Beijing's relationship with Chad mirrors its relationships with various other African countries -- China has an eye on natural resources, and its state-owned enterprises attract partners on the continent by offering deals that are often comparatively light on regulation. Beijing’s Ministry of Commerce reports that bilateral trade with Africa amounted to $198.5 billion last year, and could exceed $380 billion by 2015. But without the strict regulations favored by many Western organizations, incidents such as the crude spill are more likely to occur -- which is part of the reason why China's partnership with Chad has been plagued by difficulties over the past few years.
In Chad, China has gained an odd reputation as a counterweight to the World Bank. Beijing resumed diplomatic ties with the country when N'djamena decided to drop its recognition of Taiwan in 2006. And just as Chad was warming to China, the World Bank was getting the cold shoulder.

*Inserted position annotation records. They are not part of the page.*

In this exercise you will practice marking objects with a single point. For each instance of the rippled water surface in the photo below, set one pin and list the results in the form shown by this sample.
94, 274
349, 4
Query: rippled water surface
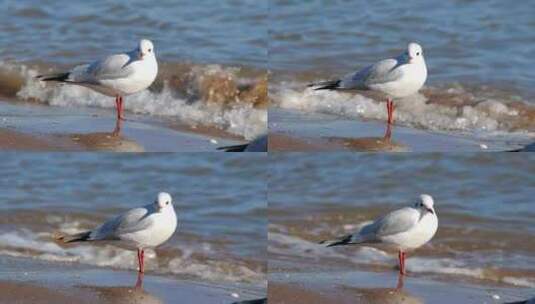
484, 204
220, 202
198, 31
484, 41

The lending institution had been helping to finance the construction of an oil pipeline stretching from southern Chad to a terminal on the Atlantic coastline of neighboring Cameroon. Also pitching in were Chevron (NYSE:CVX), Exxon Mobil (NYSE:XOM) and Malaysia's state-owned oil company Petronas.

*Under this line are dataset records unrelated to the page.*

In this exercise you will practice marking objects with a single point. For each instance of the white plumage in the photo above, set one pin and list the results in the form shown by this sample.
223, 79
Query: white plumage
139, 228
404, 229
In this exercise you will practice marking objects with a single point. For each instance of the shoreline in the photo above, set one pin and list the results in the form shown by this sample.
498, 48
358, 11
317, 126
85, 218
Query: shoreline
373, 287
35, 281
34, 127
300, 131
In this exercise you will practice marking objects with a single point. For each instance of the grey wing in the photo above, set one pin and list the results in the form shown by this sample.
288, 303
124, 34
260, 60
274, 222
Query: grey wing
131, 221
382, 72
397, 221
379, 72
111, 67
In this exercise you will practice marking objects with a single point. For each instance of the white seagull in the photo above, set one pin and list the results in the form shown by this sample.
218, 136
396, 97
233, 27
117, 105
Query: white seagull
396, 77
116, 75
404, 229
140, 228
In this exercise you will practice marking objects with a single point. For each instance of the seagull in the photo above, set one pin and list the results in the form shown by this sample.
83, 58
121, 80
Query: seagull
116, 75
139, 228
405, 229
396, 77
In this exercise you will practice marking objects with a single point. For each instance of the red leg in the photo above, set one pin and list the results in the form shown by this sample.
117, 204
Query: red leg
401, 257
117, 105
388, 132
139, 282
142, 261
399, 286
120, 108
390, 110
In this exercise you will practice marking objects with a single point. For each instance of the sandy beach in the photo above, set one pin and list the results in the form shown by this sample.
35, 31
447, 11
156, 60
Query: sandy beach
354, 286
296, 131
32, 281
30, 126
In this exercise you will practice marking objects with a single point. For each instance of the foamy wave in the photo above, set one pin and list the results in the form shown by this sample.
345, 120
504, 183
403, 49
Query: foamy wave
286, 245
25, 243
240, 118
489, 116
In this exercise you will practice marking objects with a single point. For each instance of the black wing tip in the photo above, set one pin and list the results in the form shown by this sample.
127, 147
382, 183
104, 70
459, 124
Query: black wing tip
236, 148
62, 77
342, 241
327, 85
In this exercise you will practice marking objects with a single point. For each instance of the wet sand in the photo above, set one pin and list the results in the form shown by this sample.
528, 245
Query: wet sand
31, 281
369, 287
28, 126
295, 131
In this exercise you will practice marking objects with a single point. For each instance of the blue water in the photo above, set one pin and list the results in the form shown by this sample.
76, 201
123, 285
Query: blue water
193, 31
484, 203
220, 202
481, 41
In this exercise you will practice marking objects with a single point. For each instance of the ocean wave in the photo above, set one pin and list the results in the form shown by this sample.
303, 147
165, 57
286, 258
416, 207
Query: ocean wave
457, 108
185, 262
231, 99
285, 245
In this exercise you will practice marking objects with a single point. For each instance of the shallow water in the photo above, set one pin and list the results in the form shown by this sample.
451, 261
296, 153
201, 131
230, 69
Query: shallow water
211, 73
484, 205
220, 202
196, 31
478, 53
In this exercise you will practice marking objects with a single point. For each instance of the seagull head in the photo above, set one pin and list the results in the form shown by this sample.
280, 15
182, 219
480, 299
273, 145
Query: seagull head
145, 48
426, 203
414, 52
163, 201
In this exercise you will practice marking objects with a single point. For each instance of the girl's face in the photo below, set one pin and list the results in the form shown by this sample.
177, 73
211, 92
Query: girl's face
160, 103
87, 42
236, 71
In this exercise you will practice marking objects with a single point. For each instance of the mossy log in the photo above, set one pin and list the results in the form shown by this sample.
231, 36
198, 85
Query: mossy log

The World Bank loan came with conditions, agreed upon in 2001. But by 2006, Deby was resisting stipulations that 80 percent of all royalties earned from the pipeline should be steered toward development, health care and education; he argued instead that defense spending was paramount, citing an insurgency backed by Sudan.
In 2007 -- by which point Chad was already producing about 170,000 barrels of crude oil per day -- China bought the rights to a huge oil exploration zone in the south. In 2008, a frustrated World Bank withdrew from the pipeline project after Chad repaid its loans. And in 2009, China began construction of Chad's first oil refinery just north of N'djamena; it became operational in 2011. The CNPC claims 60 percent ownership of the facility, while Chad's state-owned Société des Hydrocarbures du Tchad has 40 percent.

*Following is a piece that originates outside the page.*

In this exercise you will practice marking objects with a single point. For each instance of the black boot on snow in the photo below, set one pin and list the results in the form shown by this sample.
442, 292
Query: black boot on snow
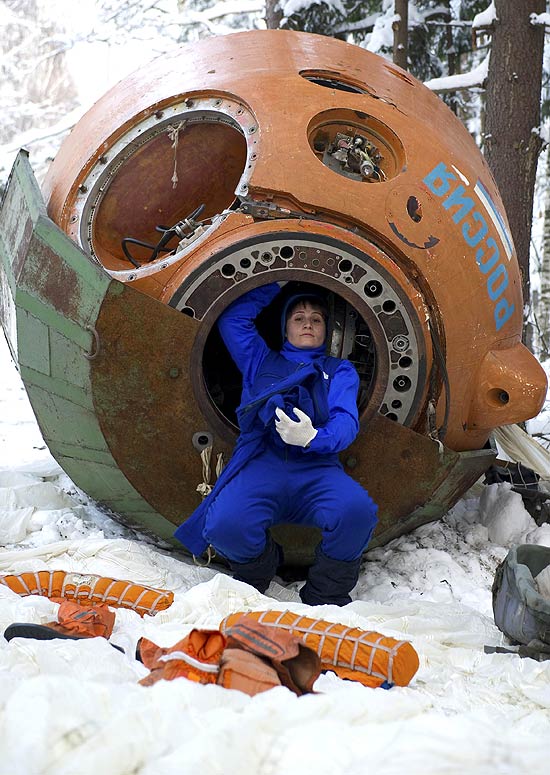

That agreement came with none of the development-geared stipulations that had bogged down the World Bank contract. The lending institution continues to work with Chad, but the focus is now on smaller-scale infrastructure and health care initiatives. The country remains one of the world's most underdeveloped, poverty stricken and corrupt states.
Beijing and N'djamena have kept up their partnership over the years, with China enjoying access to oil and Chad benefiting from a number of infrastructural projects, including roads, railroads and a hospital. But the relationship has grown rockier recently due to disagreements over oil pricing for Chadian markets, concerns about the safety of Chinese workers and diplomats in Chad, and broader disputes about China's footprint in the country, as evinced by the recent oil spill snafu. In addition, disputes have led to shutdowns at the N'djamena refinery at least twice since 2011.
These complications put Chad in a bit of a bind. It confronts the same question faced by a slew of resource-rich developing countries in Africa: in the hunt for economic partners, is it best to take the less intrusive deals favored by Chinese corporations, at risk of safety and transparency problems? Or do strictly regulated Western companies and institutions make for better partners, despite stipulations that challenge national sovereignty?
Chad has been grappling with this issue for years, and is sure to continue -- just as soon as that oil spill down south is all cleared up.